Department of Computer Science and Engineering, Ohio State University, Columbus, OH 43210-1277, USA.
Department of Computer Science and Engineering, Ohio State University, Columbus, OH 43210-1277, USA; Center for Cognitive and Brain Sciences, Ohio State University, Columbus, OH 43210-1277, USA.
Neural Netw. 2021 Sep;141:1-10. doi: 10.1016/j.neunet.2021.03.037. Epub 2021 Apr 1.

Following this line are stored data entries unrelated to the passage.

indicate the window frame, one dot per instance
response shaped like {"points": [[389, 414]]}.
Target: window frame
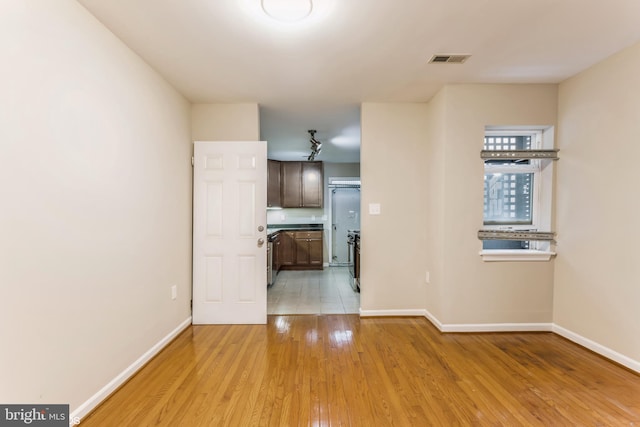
{"points": [[541, 137], [534, 167]]}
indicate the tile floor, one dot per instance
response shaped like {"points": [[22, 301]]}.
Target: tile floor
{"points": [[313, 292]]}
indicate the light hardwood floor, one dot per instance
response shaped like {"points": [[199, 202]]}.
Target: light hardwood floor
{"points": [[341, 370]]}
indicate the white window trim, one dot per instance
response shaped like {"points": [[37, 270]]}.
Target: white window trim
{"points": [[540, 250]]}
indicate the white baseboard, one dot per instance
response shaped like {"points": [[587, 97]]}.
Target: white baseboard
{"points": [[497, 327], [121, 378], [488, 327], [390, 313], [628, 362]]}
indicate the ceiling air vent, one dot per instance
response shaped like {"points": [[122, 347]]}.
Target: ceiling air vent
{"points": [[450, 59]]}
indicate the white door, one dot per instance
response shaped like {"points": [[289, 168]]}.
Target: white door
{"points": [[345, 213], [229, 232]]}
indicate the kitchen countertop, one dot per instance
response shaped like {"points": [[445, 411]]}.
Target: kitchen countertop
{"points": [[273, 228]]}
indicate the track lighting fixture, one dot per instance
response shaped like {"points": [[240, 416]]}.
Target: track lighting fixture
{"points": [[316, 146]]}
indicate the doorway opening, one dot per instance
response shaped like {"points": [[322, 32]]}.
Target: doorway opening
{"points": [[327, 291]]}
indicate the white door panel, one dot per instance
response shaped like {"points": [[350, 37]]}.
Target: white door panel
{"points": [[229, 233]]}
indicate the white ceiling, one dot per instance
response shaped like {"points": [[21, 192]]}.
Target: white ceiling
{"points": [[315, 74]]}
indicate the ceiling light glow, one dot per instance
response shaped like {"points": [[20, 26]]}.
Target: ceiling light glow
{"points": [[287, 10]]}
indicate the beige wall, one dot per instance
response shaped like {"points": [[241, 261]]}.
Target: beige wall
{"points": [[597, 274], [95, 180], [435, 161], [225, 122], [393, 174], [421, 162], [475, 291]]}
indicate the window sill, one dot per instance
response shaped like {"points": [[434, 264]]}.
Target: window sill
{"points": [[491, 255]]}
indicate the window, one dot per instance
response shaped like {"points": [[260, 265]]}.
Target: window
{"points": [[517, 189]]}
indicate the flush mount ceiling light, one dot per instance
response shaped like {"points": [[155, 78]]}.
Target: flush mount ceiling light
{"points": [[287, 10], [316, 146]]}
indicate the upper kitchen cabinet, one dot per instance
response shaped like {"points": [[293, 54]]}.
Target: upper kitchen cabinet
{"points": [[302, 184], [274, 199]]}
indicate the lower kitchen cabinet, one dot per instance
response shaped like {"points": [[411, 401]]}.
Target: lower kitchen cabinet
{"points": [[300, 250], [286, 249], [308, 248]]}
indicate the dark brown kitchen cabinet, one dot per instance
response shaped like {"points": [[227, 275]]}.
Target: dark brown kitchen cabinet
{"points": [[285, 249], [302, 184], [309, 249], [273, 184]]}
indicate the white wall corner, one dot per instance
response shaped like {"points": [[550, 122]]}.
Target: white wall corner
{"points": [[623, 360], [130, 371]]}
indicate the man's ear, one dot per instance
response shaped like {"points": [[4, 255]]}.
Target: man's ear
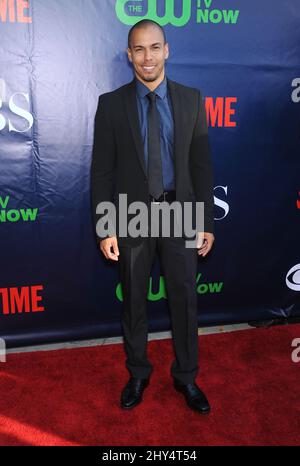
{"points": [[129, 54]]}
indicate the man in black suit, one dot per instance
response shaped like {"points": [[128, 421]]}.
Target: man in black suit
{"points": [[151, 143]]}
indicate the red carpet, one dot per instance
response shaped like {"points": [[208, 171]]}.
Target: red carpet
{"points": [[71, 397]]}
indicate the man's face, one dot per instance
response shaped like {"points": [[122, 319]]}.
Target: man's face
{"points": [[148, 54]]}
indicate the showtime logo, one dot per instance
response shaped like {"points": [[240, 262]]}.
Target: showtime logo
{"points": [[130, 12], [14, 106], [13, 11], [15, 215], [219, 112], [18, 300]]}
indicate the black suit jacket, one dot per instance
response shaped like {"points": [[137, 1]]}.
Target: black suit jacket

Traditional active noise control (ANC) methods are based on adaptive signal processing with the least mean square algorithm as the foundation. They are linear systems and do not perform satisfactorily in the presence of nonlinear distortions. In this paper, we formulate ANC as a supervised learning problem and propose a deep learning approach, called deep ANC, to address the nonlinear ANC problem. The main idea is to employ deep learning to encode the optimal control parameters corresponding to different noises and environments. A convolutional recurrent network (CRN) is trained to estimate the real and imaginary spectrograms of the canceling signal from the reference signal so that the corresponding anti-noise can eliminate or attenuate the primary noise in the ANC system. Large-scale multi-condition training is employed to achieve good generalization and robustness against a variety of noises. The deep ANC method can be trained to achieve active noise cancellation no matter whether the reference signal is noise or noisy speech. In addition, a delay-compensated strategy is introduced to solve the potential latency problem of ANC systems. Experimental results show that deep ANC is effective for wideband noise reduction and generalizes well to untrained noises. Moreover, the proposed method can achieve ANC within a quiet zone and is robust against variations in reference signals.
传统的有源噪声控制(ANC)方法基于自适应信号处理,以最小均方算法为基础。它们是线性系统,在存在非线性失真时表现不佳。在本文中,我们将 ANC 表述为一个监督学习问题,并提出了一种称为深度 ANC 的深度学习方法来解决非线性 ANC 问题。主要思想是利用深度学习来编码与不同噪声和环境对应的最优控制参数。训练卷积递归网络(CRN)来估计参考信号的实部和虚部谱图,以便相应的反噪声可以消除或衰减 ANC 系统中的主要噪声。采用大规模多条件训练来实现对各种噪声的良好泛化和鲁棒性。深度 ANC 方法可以进行训练,以实现有源噪声消除,无论参考信号是噪声还是噪声语音。此外,引入了延迟补偿策略来解决 ANC 系统的潜在延迟问题。实验结果表明,深度 ANC 对宽带噪声降低有效,并且对未训练的噪声具有很好的泛化能力。此外,所提出的方法可以在安静区域内实现 ANC,并对参考信号的变化具有鲁棒性。